Le problème dans de tels cas, c'est de savoir qui est derrière le message
initial. Car dès que des scientifiques sont impliqués, les journalistes, qui
tendent plutôt à être « pro-environnement», se méfient moins...
Mais à qui la faute? Car tous les journalistes n'ont pas forcément le
bagage pour faire la part des choses, et reconnaître la manipulation... Vrai. D'autant plus que parfois, comme avec le climat, on ne peut pas vérifier
des faits qui se passeront dans le futur, comme les conséquences du réchauffement.
Il faudrait alors à chaque fois au moins mentionner que ce sont des projections,
ce qui n'est de loin pas fait. Ces arguments sont même utilisés comme instruments
de propagande, et souvent par des gens qui n'y connaissent rien.
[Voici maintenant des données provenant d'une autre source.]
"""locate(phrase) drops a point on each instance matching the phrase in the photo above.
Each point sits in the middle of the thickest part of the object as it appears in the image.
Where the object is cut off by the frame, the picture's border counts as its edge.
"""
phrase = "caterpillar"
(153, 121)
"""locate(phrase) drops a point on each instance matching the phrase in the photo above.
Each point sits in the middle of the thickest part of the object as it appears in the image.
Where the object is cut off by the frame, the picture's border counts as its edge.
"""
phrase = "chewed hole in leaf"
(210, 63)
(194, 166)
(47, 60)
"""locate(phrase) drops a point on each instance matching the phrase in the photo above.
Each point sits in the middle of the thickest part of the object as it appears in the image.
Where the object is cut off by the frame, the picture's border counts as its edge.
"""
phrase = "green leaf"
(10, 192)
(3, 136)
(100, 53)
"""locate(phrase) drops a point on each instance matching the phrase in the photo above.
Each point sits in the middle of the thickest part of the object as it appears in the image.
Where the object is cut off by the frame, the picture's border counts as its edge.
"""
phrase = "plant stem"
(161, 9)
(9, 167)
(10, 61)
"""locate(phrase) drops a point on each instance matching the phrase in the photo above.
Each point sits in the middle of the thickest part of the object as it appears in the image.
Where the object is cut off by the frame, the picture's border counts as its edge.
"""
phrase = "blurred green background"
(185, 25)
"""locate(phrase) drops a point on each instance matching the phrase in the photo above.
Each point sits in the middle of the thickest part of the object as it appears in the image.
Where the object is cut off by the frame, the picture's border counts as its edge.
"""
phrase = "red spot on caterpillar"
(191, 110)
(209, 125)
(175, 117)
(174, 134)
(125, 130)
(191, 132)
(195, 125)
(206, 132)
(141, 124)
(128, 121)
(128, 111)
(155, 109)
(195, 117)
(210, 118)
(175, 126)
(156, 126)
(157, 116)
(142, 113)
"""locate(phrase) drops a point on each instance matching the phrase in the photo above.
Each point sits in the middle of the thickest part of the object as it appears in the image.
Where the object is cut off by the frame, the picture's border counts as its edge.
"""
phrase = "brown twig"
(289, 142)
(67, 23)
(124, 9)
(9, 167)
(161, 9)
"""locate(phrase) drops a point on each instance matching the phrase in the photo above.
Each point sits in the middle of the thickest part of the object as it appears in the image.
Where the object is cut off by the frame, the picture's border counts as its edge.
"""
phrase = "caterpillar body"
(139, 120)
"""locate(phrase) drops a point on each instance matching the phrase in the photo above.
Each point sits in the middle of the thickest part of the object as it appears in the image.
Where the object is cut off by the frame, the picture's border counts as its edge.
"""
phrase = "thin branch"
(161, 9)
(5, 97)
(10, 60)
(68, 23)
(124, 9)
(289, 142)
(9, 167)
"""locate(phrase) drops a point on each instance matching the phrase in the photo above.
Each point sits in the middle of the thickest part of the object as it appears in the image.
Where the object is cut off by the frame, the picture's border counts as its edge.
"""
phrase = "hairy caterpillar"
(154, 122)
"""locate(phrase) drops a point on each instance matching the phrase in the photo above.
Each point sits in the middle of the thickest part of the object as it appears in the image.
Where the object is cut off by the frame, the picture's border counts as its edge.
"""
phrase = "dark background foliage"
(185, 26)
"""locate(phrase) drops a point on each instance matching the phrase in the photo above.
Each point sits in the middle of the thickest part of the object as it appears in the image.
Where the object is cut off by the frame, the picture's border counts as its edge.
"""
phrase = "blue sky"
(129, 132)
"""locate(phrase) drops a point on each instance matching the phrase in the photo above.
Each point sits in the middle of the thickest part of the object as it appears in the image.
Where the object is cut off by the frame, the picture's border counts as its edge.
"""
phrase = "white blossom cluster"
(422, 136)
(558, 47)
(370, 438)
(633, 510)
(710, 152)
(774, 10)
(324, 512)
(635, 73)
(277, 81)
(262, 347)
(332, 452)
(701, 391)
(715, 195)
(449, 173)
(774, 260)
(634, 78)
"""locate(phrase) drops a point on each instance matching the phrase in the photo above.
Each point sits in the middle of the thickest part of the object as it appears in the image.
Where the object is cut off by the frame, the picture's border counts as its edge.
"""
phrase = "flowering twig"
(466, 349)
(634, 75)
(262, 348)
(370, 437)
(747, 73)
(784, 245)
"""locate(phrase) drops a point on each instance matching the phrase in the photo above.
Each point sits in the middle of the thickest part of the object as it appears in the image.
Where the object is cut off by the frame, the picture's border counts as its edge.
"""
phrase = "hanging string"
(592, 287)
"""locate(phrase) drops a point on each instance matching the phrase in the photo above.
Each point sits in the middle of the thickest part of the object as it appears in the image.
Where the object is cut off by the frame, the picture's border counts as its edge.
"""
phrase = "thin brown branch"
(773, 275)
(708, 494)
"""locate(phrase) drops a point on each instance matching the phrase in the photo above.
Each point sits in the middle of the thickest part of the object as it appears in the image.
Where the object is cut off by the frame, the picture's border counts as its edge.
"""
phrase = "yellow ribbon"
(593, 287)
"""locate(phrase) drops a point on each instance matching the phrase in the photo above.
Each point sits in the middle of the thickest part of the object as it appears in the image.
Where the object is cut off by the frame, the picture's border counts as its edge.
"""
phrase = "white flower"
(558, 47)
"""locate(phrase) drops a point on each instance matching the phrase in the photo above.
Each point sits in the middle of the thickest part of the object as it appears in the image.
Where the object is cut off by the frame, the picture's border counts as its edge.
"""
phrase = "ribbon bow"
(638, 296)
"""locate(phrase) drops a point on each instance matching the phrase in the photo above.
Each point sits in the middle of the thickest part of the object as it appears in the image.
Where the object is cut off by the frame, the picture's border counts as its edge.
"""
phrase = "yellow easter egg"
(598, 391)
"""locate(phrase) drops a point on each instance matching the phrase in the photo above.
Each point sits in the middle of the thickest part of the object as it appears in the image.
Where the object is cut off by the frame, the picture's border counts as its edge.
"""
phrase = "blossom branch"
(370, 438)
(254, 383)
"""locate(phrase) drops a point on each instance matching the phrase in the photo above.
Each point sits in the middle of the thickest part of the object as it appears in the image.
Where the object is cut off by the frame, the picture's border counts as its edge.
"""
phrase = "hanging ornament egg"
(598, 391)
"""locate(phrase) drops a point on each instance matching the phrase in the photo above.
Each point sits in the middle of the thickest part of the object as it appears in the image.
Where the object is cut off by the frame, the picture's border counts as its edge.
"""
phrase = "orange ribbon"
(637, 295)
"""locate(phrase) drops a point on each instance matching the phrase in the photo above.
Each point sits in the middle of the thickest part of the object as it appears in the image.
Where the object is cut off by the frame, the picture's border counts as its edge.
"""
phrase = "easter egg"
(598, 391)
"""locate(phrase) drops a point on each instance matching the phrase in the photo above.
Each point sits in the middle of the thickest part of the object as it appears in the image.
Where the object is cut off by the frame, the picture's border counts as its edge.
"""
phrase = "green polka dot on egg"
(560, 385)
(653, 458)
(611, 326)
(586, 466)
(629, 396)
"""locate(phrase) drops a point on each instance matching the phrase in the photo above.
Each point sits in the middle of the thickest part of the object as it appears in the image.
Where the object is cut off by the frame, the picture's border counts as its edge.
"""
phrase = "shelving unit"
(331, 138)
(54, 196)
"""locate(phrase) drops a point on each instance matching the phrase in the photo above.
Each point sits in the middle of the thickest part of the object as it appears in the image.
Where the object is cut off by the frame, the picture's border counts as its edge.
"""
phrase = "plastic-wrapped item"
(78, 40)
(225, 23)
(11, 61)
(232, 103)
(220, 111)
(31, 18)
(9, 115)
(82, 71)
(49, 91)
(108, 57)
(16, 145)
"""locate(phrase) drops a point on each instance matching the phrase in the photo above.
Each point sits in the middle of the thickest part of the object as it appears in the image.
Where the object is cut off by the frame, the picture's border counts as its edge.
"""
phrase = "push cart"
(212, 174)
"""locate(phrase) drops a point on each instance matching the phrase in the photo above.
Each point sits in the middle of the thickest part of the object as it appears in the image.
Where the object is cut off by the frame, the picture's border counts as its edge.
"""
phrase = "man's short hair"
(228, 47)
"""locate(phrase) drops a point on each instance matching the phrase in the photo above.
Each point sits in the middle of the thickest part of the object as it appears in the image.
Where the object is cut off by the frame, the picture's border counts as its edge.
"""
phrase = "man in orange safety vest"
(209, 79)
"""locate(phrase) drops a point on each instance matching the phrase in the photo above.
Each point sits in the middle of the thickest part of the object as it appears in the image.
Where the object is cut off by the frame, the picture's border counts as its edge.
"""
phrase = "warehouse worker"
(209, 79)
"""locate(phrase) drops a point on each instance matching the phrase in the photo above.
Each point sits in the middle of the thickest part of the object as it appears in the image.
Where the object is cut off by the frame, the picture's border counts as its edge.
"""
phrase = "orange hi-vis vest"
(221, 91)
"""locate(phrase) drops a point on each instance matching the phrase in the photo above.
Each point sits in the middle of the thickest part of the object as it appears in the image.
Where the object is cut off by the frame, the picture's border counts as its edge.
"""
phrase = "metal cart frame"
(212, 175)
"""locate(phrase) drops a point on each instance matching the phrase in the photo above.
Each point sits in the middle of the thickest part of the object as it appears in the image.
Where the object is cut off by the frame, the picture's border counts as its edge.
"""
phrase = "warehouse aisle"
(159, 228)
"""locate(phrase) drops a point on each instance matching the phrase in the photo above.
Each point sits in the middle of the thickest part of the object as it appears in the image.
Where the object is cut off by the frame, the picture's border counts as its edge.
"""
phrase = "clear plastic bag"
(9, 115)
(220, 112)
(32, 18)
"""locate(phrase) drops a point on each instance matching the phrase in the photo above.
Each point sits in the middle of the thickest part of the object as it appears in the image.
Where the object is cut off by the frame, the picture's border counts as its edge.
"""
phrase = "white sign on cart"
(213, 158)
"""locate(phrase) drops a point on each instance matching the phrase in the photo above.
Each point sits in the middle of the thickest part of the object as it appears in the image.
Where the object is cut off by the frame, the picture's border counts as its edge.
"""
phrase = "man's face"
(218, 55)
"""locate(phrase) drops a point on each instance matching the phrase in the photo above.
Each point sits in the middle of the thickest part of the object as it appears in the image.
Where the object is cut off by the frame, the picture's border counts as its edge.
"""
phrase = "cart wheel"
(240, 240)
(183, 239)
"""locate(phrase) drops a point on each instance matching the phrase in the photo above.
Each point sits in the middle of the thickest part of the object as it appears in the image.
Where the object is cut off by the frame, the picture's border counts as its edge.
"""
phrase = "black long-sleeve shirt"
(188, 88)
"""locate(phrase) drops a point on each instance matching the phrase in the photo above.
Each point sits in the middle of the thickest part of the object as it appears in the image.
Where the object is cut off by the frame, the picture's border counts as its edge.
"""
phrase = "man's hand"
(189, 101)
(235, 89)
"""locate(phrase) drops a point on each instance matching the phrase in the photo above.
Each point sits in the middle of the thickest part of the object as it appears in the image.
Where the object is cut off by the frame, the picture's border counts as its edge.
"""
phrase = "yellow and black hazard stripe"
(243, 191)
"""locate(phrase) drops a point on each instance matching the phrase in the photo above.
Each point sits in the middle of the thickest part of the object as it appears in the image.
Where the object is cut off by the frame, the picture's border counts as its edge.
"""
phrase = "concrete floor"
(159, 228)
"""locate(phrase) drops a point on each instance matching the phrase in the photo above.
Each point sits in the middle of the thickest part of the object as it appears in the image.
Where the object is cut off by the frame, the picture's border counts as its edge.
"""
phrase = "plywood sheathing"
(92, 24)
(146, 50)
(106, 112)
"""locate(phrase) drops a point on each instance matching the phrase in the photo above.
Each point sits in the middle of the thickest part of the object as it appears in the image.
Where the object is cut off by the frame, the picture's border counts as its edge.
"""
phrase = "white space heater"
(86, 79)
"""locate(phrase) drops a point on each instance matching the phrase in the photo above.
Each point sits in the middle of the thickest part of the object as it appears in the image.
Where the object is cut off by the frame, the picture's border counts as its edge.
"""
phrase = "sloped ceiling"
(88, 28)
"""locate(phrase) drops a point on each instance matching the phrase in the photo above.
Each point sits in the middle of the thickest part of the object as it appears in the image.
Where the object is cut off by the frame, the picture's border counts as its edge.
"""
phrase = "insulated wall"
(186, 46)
Un exemple? En Europe, le réchauffement climatique est utilisé pour contrer la politique
américaine. Mais les Américains ont une manière de penser différente de la nôtre
: eux se fixent peu de limites. Or, cela a aussi ses côtés positifs en encourageant
le développement des nouvelles technologies, bien plus dynamique là-bas qu'en
Europe. Il ne faut pas oublier que ce sont les Américains qui ont inventé le
catalyseur! Concernant le climat, ils estiment peut-être que leur politique
économique va dégager des capitaux susceptibles d'aider les pays en voie de
développement à s'adapter aux changements climatiques, si le réchauffement est
à ce point une évidence.
Cet alarmisme peut-il être justifiable, car il permet de conscientiser
la population? Ce genre d'alarmisme avait son sens dans les années 1980. Mais maintenant,
si l'on montre trop d'images « chocs » comme celle de Cologne, les gens s'y
habituent. Les médias créent alors des photomontages encore plus forts, mais
peu réalistes. En fait, cette façon alarmiste de forger l'opinion publique fonctionne
aussi longtemps que la société ne change pas. Mais elle change : par exemple,
il existe des partis « verts ». Et en Allemagne, ces partis sont assez forts
pour ne plus être une minorité. D'ailleurs, de nombreuses autres formations
politiques reprennent leurs idées : presque personne n'ose s'opposer aux mesures
prises pour stabiliser les changements climatiques. L'alarmisme n'est donc plus
de mise. Il faut vraiment ne pas « sauter sur » une information alarmiste, mais
vérifier les faits. Car il y a toujours des motivations sous-jacentes dans toutes
les bonnes idées visant à sauver le monde.